Kamis, 10 Februari 2011

Marah atau Sabar pada Pukulan Pertama


Kalau boleh jujur, dalam setiap harinya manusia pasti ada kemarahan. Ada saja beritayang berisikan sebuah informasi kemarahan. Apakah itu dalam lingkup pribadi manusia itu sendiri atau dalam lingkup manusia sebagai sebuah kelompok. Bahkan kita rasakan begitu mudahnya kemarahan masuk ke dalam diri manusia. Bahkan mungkin dapat dikatakan kemarahan tersebut menyulut setiap nafsu manusia secepat api membakar sebuah kertas. Pemicunya pun terkadang hanya sebuah perkara yang sangat sepele. Ada yang hanya dari percakapan yang ringan-ringan saja, atau pun mungkin sesuatu permasalahan yang sifatnya serius.

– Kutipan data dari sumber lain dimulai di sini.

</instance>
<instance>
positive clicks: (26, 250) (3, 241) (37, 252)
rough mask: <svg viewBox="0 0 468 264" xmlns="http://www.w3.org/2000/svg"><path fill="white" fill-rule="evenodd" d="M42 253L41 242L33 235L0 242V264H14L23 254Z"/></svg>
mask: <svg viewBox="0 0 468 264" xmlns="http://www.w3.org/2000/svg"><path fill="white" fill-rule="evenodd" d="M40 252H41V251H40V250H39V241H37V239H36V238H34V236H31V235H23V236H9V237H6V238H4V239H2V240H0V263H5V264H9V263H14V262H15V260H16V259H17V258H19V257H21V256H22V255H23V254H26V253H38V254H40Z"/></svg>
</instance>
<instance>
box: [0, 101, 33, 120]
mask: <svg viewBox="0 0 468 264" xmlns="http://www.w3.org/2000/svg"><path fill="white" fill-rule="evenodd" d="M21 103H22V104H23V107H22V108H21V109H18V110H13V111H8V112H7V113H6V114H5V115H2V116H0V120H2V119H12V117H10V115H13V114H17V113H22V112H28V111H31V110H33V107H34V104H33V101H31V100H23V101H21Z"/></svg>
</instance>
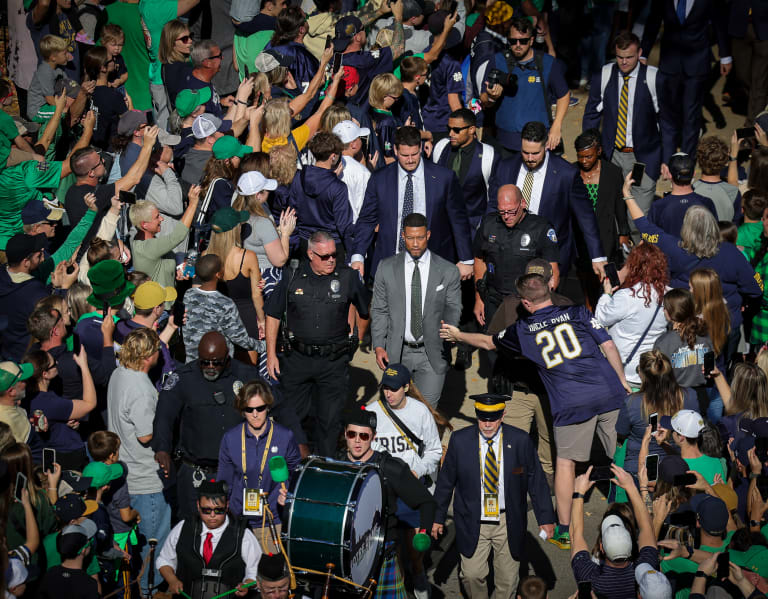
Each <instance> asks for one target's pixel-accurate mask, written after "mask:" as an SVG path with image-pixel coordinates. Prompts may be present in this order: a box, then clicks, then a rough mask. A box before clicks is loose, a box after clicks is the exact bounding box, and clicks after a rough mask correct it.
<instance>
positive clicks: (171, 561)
mask: <svg viewBox="0 0 768 599" xmlns="http://www.w3.org/2000/svg"><path fill="white" fill-rule="evenodd" d="M202 524H203V527H202V532H201V533H200V545H199V546H198V548H197V550H198V551H199V552H200V555H202V554H203V544H204V543H205V537H206V536H208V533H209V532H210V533H213V536H212V537H211V544H212V545H213V551H214V552H215V551H216V545H218V544H219V540H220V539H221V535H222V534H223V533H224V531H225V530H226V529H227V526H229V516H227V520H226V522H224V524H223V525H222V526H220V527H219V528H216V529H213V530H211V529H210V528H208V527H207V526H206V525H205V522H203V523H202ZM182 526H184V520H182V521H181V522H179V523H178V524H177V525H176V526H174V527H173V528H172V529H171V532H170V533H168V536H167V537H166V539H165V543H163V547H162V548H161V549H160V553H158V555H157V560H156V561H155V566H156V567H157V569H158V570H159V569H160V568H162V567H163V566H170V567H171V568H172V569H173V571H174V572H176V569H177V566H178V556H177V553H176V545H178V544H179V537H180V536H181V528H182ZM261 553H262V551H261V545H259V542H258V541H257V540H256V537H255V536H253V533H252V532H251V531H250V529H246V531H245V534H244V535H243V542H242V544H241V546H240V557H242V558H243V561H244V562H245V576H244V577H243V580H248V579H250V580H256V574H257V573H258V570H259V560H260V559H261Z"/></svg>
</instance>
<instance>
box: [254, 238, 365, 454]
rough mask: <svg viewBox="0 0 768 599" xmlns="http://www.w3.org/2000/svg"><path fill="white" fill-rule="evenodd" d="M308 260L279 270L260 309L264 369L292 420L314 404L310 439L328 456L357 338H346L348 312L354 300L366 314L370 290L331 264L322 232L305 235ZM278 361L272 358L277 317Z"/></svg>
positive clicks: (356, 280)
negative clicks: (285, 400)
mask: <svg viewBox="0 0 768 599" xmlns="http://www.w3.org/2000/svg"><path fill="white" fill-rule="evenodd" d="M307 256H308V258H309V260H308V261H302V262H301V263H300V265H299V267H298V269H297V270H296V271H295V272H293V273H292V274H289V273H283V278H282V279H281V281H280V283H279V284H278V285H277V287H276V288H275V290H274V291H273V292H272V295H271V296H270V297H269V301H268V303H267V307H266V313H267V331H266V333H267V370H268V371H269V374H270V376H271V377H272V378H273V379H277V378H278V376H279V377H280V382H281V384H282V388H283V392H284V396H285V399H286V404H287V405H288V402H289V401H290V404H289V405H290V406H291V408H292V409H293V411H294V413H295V415H296V416H297V417H298V420H299V421H300V422H301V421H304V419H305V418H306V417H307V416H308V415H309V414H310V412H311V411H312V407H313V406H312V399H313V396H314V397H315V405H314V412H315V415H314V416H315V417H314V426H315V428H314V439H313V441H314V443H315V449H316V452H317V453H318V454H321V455H326V456H331V455H333V454H334V453H335V451H336V442H337V438H338V435H339V431H340V428H341V427H340V425H341V421H340V419H341V411H342V409H343V407H344V403H345V402H346V399H347V392H348V378H349V373H348V364H349V360H350V356H351V354H352V350H353V348H355V347H357V340H356V339H354V340H353V339H352V338H351V336H350V330H349V324H348V314H349V306H350V304H354V305H355V307H356V308H357V310H358V312H359V313H360V315H361V316H362V317H363V318H368V305H369V303H370V294H369V292H368V290H367V289H366V288H365V287H364V286H363V284H362V282H361V280H360V277H359V276H358V274H357V273H356V272H355V271H354V270H352V269H351V268H349V267H347V266H343V265H338V264H337V263H336V243H335V242H334V240H333V237H331V235H330V234H329V233H326V232H325V231H316V232H315V233H313V234H312V235H311V236H310V238H309V246H308V250H307ZM283 318H285V322H284V324H283V327H282V333H283V334H282V342H281V345H282V348H281V349H282V352H283V354H282V359H281V360H279V359H278V332H279V331H280V323H281V320H282V319H283Z"/></svg>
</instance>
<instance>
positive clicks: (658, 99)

Apalagi kalau kita perhatikan di negara kita, daftar kemarahan yang kemudian menjurus kepada sarkasme tindakan sangat banyak kita temui. Dari perkara tuduh menuduh, penyelesaian kasus yang tidak tuntas dan memuaskan, ataupun permasalahan yang sebenarnya sudah pada jalur penyelesaiannya tapi ada pihak yang memprovokasi kemudian timbul kemarahan. Dalam tataran pribadi, kemarahan mungkin tidak menyebabkan sebuah kerusakan yang besar pada lingkungan sekitarnya, tetapi ketika kemarahan tersebut menghinggapi sebuah kelompok masyarakat, maka kerusakan di timbulkan pun sangat besar. Kita diingatkan kejadian beberapa waktu yang lalu, penyerangan oleh sekelompok orang terhadap jamaah Ahmadiyah, perusakan beberapa tempat ibadah oleh sekelompok oarang di Temanggung, ataupun kemarahan rakyat Mesir terhdaap presidennya. Semuanya mempunyai dampak yang sangat merusak.

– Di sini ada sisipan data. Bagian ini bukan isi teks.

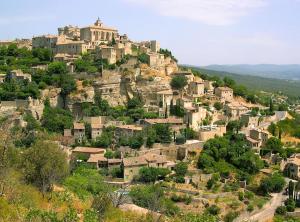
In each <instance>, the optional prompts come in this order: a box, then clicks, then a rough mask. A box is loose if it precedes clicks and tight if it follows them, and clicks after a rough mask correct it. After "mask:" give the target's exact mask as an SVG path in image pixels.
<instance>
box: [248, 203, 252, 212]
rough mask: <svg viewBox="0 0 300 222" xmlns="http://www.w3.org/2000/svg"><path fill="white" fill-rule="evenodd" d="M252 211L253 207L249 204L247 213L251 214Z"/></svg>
mask: <svg viewBox="0 0 300 222" xmlns="http://www.w3.org/2000/svg"><path fill="white" fill-rule="evenodd" d="M253 210H254V206H253V205H252V204H249V205H248V207H247V211H249V212H252V211H253Z"/></svg>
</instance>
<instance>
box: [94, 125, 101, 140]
mask: <svg viewBox="0 0 300 222" xmlns="http://www.w3.org/2000/svg"><path fill="white" fill-rule="evenodd" d="M102 132H103V125H102V124H99V123H92V124H91V136H92V139H93V140H94V139H96V138H97V137H99V136H101V134H102Z"/></svg>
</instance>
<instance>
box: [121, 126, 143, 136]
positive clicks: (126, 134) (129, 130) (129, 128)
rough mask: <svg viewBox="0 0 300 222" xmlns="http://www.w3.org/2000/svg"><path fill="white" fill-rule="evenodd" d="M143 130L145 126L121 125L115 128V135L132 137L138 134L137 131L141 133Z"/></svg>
mask: <svg viewBox="0 0 300 222" xmlns="http://www.w3.org/2000/svg"><path fill="white" fill-rule="evenodd" d="M142 131H143V127H141V126H137V125H120V126H117V127H116V130H115V136H116V137H117V138H120V137H127V138H129V137H132V136H134V135H136V134H137V133H140V132H142Z"/></svg>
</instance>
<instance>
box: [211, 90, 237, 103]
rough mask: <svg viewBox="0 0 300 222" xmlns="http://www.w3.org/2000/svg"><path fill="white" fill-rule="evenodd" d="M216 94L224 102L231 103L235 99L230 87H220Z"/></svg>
mask: <svg viewBox="0 0 300 222" xmlns="http://www.w3.org/2000/svg"><path fill="white" fill-rule="evenodd" d="M215 94H216V96H218V97H219V98H220V99H221V100H223V101H231V100H232V99H233V90H232V89H231V88H229V87H218V88H216V89H215Z"/></svg>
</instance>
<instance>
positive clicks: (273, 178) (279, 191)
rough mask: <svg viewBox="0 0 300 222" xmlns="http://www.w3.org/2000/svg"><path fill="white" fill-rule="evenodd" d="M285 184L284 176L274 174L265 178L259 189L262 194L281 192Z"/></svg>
mask: <svg viewBox="0 0 300 222" xmlns="http://www.w3.org/2000/svg"><path fill="white" fill-rule="evenodd" d="M284 186H285V180H284V177H283V176H281V175H280V174H273V175H272V176H270V177H267V178H265V179H263V180H262V181H261V183H260V186H259V190H260V191H261V192H262V194H265V195H266V194H268V193H270V192H274V193H279V192H281V191H282V190H283V188H284Z"/></svg>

Gede Prama dalam sebuah tulisannya mengatakan bahwa sebenarnya marah itu bukan niat awal dari manusia yang marah. Apakah benar apa yang dikatakan oleh Gede Prama tersebut? Sebenarnya diri manusia mempunyai dua sifat dasar yaitu jelek dan baik, tinggal mana yang akan terpicu kemudian muncul kepermukaan lahiriyah manusia tersebut. Adapun pemicunya bisa muncul akibat pengaruh dari orang tua, sekolah dan lingkungannya. Orang tua terkadang lupa bahwa ia menjadi teladan bagi anaknya, sehingga marah pun menjadi bagian dalam kehidupan keluarganya, seolah-olah hanya dia sendiri yang “menikmatinya”. Sekolah sebenarnya media untuk memberikan keteladanan yang baik dalam kehidupan siswanya, namun contoh-contoh kemarahan banyak ditemui siswa di lingkungan tersebut. Lingkungan adalah faktor pemicu timbulnya pemarah yang dominan, yang kemudian disirami dengan beberapa tontonan televisi yang mengumbar kemarahan, media sebagai bacaan yang mempertontonkan kebencian dan kenyataan sebuah kepemimpinan yang tidak bisa memberikan keteladanan. Semua itulah yang kemudian memicu manusia dengan mudah mengumbar kemarahan.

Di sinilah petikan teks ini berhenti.